Hunt For The Wilderpeople is a delightfully honest and funny film from rising star, writer-director Taika Waititi. Martin Carr reviews one of the best films of 2016…
There is an honesty to the humour here which shines through immediately disarming all comers. Segmented using on-screen chapter headings, the comedy is character driven, observational and cuttingly dry. Sam Neill, Julian Dennsion and Rima Te Wiata as Hec, Ricky and Bella create an easy on-screen chemistry, giving the film warmth and accessibility despite curveball dialogue, genre defying structure and laid back pacing.
Veteran director and writer Taika Waititi has adapted Barry Crump’s Wild Pork and Watercress into something uniquely uplifting, defiantly derivative and at certain points laugh out loud funny. Dennison is a natural, bringing innocence, warmth and awareness to a character at odds with the world and those around him, while Sam Neill’s skill for comic timing and deadpan delivery is a revelation, working off and alongside both Dennison and Te Wiata’s Bella to forge an honest on screen relationship. Rachel House’s Paula is the perfect foil as a hard edged, intelligently incompetent child support worker, mixing pop culture references badly, delivering intentionally clichéd dialogue with savage self-awareness and stealing every scene she turns up in.
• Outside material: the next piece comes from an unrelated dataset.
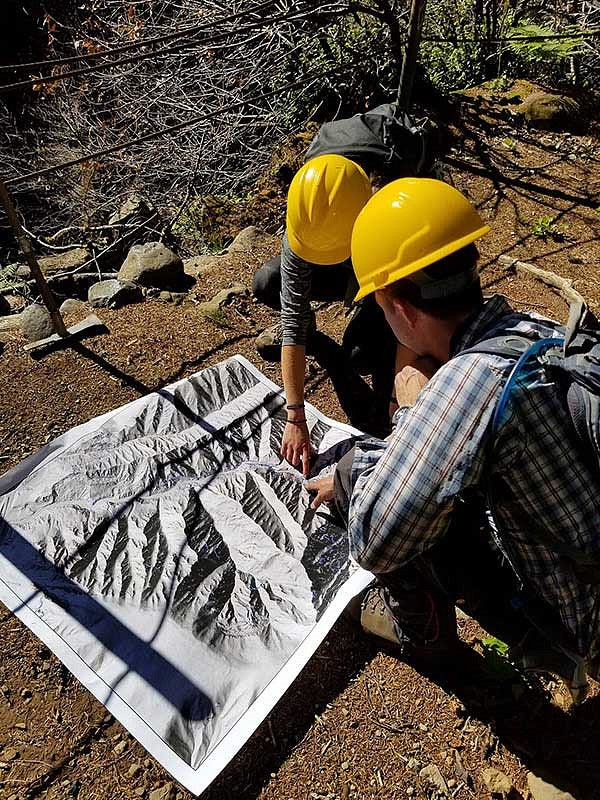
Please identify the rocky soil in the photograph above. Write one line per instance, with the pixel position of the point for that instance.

Similar in tone to What We Did In The Shadows, Hunt For The Wilderpeople feels ever so slightly removed from reality both in characterisation and structure. Incorporating a world of social media obsessives which sensationalise human interest stories and misinterpret cross generational relationships for tabloid taglines. There is an understated dark edge to this humour drawn from the juxtaposition of dialogue, circumstance and situation, which scores points but never resorts to condescension.
By casting a relative unknown on the one hand and against type on the other, the film gives us something few others have managed to deliver: a painfully funny portrait of quirkiness laced with love, jokes which are really funny and characters which tap into something real. Skilfully skating a fine line between old fashioned opposites attract storytelling and up to date, cutting edge relevance in a world where little remains mysterious, it is little wonder that a combination of big box office and Sundance plaudits propelled Waititi onto the Marvel radar.
If he can translate even a small amount of that freshness into Ragnarok then it may give Marvel back what I feel it has been missing. Namely a fresh pair of eyes to breathe innocence and wonder back into the huge sandbox which this universe has become. With his short What Thor Was Doing During Captain America: Civic War, there is clear evidence that all concerned have warmed to his approach. Incorporating off-the-wall references, left of centre character beats and painfully awkward dialogue scenes, it represents a perfect entre proving Waititi has remained unchanged by the Marvel machine.
As for Hunt For The Wilderpeople, it remains unique. An example of originality a million miles away from Marvel in which the world of Ricky Baker reigns supreme. Take two hours to sit down and invest in Uncle Hec and Auntie Bella to be reminded what feel good feels like.